MICI inclassée endoscopiquement

La VCE a été évaluée au cours des colites inclassées endoscopiquement ou pour s’assurer de l’absence d’atteinte du grêle sur certaines rectocolites hémorragiques. Elle permettait, en cas de colites inclassées de découvrir des lésions évocatrices de MC lors de 50 % des examens environ [40-42]. Maunoury dans une étude récente a démontré chez 30 patients ayant une maladie inflammatoire chronique inclassée, la présence de lésions jéjuno-iléales chez 5 d’entre eux (17 %). Après seize mois de suivi, 6 patients pour lesquels la VCE était normale, évoluaient vers une MC, 1 patient vers une rectocolite hémorragique, 18 patients étaient toujours inclassées [43].

Récidives postopératoires

Une seule étude a comparé la vidéo-capsule endoscopique à l’iléocoloscopie en postopératoire de la maladie de Crohn. Les deux examens étaient réalisés à 6 mois d’une résection iléo-cæcale et avaient pour but de rechercher des lésions de récidives précoces. Cette étude, menée sur 31 patients, permettait d’observer une récurrence chez 21 patients (68 %) visualisée pour 19 d’entre eux par l’iléocoloscopie, et pour 13 et 17 patients par les deux groupes de lecture des VCE. Aucune lésion du grêle proximal n’était observée à la VCE chez les 10 patients sans récidive. Cette étude concluait à une meilleure sensibilité et spécificité de l’iléocoloscopie sur la vidéo-capsule dans la limite des zones accessibles par l’examen. Cependant, la VCE permettait de dépister une récidive endoscopique chez 66 et 72 % des patients et pourrait dans certains cas rendre inutile la réalisation d’une coloscopie sous anesthésie [29].

Perspectives

De nombreuses perspectives peuvent être envisagées grâce à la vidéo-capsule. Cette nouvelle méthode de dépistage remet en cause les pratiques quotidiennes et suscite de nouvelles interrogations…

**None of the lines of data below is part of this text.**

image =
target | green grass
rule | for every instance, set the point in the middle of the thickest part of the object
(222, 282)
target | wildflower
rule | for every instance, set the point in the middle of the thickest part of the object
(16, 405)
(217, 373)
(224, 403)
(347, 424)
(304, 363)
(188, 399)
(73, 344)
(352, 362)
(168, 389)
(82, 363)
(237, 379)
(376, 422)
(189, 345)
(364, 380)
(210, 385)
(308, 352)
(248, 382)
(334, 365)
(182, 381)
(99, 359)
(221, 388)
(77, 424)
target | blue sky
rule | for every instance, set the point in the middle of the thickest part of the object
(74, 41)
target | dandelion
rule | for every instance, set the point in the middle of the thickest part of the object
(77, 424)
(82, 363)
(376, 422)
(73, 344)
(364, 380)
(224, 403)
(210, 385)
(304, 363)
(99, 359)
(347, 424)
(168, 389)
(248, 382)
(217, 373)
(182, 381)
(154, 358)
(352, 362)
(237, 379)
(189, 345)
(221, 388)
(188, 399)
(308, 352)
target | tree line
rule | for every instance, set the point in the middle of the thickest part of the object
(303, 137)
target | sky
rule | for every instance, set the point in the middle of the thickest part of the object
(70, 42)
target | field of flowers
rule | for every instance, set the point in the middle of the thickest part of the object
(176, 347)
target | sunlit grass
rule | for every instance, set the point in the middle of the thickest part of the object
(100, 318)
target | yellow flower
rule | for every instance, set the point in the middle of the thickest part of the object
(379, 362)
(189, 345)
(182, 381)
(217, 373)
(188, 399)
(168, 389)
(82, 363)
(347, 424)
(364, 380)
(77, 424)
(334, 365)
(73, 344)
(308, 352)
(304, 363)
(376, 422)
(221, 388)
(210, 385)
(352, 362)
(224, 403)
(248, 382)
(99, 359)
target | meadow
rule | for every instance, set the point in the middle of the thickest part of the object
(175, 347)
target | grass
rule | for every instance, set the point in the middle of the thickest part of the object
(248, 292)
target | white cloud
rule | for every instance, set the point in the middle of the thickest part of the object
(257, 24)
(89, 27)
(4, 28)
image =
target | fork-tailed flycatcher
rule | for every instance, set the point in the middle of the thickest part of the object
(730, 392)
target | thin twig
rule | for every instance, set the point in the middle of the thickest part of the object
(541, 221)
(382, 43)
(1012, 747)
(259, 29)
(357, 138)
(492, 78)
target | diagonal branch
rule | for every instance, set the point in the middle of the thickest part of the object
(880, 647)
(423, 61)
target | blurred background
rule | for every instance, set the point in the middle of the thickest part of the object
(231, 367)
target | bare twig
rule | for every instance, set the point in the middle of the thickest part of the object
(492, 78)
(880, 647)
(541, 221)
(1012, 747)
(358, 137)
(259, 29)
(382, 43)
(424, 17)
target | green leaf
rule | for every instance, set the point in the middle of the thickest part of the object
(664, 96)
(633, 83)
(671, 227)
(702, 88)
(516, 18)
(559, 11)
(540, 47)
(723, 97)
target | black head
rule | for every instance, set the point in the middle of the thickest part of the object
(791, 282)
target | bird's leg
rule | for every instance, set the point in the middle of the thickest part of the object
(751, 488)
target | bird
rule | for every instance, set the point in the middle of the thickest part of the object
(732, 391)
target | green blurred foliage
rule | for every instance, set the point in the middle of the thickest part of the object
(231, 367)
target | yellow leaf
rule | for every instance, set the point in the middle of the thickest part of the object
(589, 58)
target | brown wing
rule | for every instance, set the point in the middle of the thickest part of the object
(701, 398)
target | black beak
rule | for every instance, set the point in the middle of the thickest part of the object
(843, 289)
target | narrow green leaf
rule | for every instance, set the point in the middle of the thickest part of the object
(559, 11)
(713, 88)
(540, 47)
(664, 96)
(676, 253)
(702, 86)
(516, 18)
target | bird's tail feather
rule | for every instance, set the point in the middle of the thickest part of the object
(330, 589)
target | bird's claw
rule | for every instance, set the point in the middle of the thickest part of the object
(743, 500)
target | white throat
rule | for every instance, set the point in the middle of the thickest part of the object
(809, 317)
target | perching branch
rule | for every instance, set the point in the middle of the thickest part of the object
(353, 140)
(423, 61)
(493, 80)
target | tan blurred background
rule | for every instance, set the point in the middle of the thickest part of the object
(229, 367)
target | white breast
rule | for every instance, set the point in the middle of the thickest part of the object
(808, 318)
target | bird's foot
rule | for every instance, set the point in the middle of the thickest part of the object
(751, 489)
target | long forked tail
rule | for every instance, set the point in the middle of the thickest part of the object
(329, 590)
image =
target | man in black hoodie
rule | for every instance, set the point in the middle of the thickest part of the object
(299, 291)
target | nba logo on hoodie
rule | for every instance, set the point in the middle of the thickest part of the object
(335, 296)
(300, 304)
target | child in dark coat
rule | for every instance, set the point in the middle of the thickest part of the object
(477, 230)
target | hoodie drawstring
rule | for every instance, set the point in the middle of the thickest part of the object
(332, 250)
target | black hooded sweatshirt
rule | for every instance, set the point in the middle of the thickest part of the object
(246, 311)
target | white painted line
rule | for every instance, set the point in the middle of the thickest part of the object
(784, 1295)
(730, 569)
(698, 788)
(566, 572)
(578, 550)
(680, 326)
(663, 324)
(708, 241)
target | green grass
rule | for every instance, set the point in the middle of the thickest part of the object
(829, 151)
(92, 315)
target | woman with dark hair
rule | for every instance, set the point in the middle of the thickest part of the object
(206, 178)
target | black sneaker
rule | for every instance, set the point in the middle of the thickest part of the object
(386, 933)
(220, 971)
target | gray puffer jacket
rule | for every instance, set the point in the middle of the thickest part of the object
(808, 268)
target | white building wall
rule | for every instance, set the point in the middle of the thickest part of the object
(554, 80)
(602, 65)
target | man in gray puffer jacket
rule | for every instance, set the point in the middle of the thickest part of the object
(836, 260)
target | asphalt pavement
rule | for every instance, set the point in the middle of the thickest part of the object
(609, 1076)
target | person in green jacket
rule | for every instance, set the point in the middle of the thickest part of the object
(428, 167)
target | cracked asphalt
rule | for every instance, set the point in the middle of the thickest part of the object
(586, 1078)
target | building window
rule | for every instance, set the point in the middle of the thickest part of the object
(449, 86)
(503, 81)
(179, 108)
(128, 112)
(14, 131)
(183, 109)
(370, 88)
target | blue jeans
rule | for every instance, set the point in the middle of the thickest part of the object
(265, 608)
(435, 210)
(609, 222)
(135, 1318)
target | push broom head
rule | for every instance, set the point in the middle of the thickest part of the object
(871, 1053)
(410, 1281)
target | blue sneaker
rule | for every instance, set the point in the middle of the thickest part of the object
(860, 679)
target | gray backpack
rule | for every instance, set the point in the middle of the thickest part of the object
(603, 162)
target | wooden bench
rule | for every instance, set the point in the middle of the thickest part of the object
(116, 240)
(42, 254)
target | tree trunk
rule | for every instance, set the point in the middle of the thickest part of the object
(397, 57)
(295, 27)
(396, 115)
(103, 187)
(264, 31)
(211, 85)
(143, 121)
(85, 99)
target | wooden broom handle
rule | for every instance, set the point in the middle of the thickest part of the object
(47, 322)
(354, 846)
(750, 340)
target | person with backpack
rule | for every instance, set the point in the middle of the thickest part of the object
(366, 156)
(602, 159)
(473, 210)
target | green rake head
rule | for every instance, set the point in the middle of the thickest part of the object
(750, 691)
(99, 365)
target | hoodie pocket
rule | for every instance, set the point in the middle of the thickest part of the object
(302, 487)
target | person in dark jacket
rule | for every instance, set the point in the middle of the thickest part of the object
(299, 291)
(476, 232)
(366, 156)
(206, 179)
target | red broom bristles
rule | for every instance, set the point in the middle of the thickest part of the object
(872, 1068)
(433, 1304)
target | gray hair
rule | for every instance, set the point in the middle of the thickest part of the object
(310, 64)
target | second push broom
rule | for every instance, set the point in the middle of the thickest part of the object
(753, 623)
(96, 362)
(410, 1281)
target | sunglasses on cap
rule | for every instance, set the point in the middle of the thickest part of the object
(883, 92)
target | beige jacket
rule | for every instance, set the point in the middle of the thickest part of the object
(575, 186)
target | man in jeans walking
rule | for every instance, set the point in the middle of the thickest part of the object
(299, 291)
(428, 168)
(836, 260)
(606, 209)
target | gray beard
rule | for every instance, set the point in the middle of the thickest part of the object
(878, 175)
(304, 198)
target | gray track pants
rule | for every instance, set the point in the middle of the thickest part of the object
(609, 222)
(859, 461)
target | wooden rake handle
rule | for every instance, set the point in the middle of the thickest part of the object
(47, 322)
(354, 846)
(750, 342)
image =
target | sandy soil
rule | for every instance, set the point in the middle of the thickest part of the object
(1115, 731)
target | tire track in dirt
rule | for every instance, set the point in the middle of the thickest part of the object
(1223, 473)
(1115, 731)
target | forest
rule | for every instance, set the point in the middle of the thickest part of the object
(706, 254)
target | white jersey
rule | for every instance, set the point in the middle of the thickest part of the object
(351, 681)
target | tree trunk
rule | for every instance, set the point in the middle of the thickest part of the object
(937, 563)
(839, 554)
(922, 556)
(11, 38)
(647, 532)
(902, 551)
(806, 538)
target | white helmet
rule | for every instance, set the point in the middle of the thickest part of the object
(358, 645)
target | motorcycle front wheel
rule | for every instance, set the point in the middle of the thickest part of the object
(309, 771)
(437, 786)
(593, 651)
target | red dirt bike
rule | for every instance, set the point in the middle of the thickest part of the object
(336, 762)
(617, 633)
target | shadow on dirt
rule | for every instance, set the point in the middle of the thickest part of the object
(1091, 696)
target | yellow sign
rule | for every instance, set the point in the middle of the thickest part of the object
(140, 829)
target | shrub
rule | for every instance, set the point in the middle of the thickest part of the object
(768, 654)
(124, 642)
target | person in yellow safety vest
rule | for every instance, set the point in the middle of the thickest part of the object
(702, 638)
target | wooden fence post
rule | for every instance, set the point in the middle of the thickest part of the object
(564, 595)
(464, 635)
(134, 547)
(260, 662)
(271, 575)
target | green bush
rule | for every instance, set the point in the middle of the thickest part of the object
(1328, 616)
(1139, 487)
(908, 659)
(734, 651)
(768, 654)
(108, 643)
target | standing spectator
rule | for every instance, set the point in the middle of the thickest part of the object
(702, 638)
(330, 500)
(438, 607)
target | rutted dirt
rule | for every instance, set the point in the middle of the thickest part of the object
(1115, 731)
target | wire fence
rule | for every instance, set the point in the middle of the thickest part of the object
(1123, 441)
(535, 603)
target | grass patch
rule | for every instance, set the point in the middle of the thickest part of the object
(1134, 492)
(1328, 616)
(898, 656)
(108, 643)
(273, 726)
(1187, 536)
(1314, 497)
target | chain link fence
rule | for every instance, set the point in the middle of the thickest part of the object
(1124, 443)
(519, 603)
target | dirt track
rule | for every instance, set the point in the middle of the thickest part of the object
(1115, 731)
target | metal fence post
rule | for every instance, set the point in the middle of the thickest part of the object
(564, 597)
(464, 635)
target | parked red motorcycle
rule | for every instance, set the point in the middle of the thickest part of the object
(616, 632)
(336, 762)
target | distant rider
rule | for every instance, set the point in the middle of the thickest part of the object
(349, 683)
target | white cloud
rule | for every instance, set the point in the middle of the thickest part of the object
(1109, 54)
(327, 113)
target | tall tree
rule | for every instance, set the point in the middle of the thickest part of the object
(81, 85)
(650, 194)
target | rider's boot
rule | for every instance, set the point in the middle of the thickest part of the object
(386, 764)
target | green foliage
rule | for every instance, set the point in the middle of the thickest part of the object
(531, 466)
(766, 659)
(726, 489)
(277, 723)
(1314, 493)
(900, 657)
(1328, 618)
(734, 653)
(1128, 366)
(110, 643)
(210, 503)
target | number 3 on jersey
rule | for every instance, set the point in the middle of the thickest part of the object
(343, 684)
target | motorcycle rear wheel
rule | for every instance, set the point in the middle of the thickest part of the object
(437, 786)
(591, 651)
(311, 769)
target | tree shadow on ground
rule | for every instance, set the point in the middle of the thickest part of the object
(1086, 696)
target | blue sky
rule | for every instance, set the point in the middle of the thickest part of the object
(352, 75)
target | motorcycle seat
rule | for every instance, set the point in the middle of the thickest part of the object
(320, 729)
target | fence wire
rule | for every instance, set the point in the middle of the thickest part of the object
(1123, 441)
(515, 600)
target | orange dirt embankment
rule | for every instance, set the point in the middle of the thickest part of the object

Quel est l’impact des lésions trouvées sur l’intestin grêle sur la prise en charge des patients ? Doit-on obtenir la cicatrisation des lésions après traitement et définir un nouvel objectif thérapeutique ? Peut-on dépister les patients à haut risque de récidive postopératoire ? Faut-il en cas de maladie de Crohn colique, rechercher de façon systématique une atteinte grêlique associée par une vidéo-capsule ? Qu’attendre de l’arrivée prochaine de la capsule colique ?

Conclusion

La vidéo-capsule endoscopique est une nouvelle technique d’exploration du grêle plus sensible que tous les autres procédés d’exploration et adaptée au diagnostic de MC chez des patients ayant des symptômes évocateurs et sans anomalies à la coloscopie. Son impact sur la prise en charge des patients atteints de MICI reste encore à préciser. Le risque de rétention capsulaire est réel chez les patients atteints de MC et doit être discuté avant sa réalisation.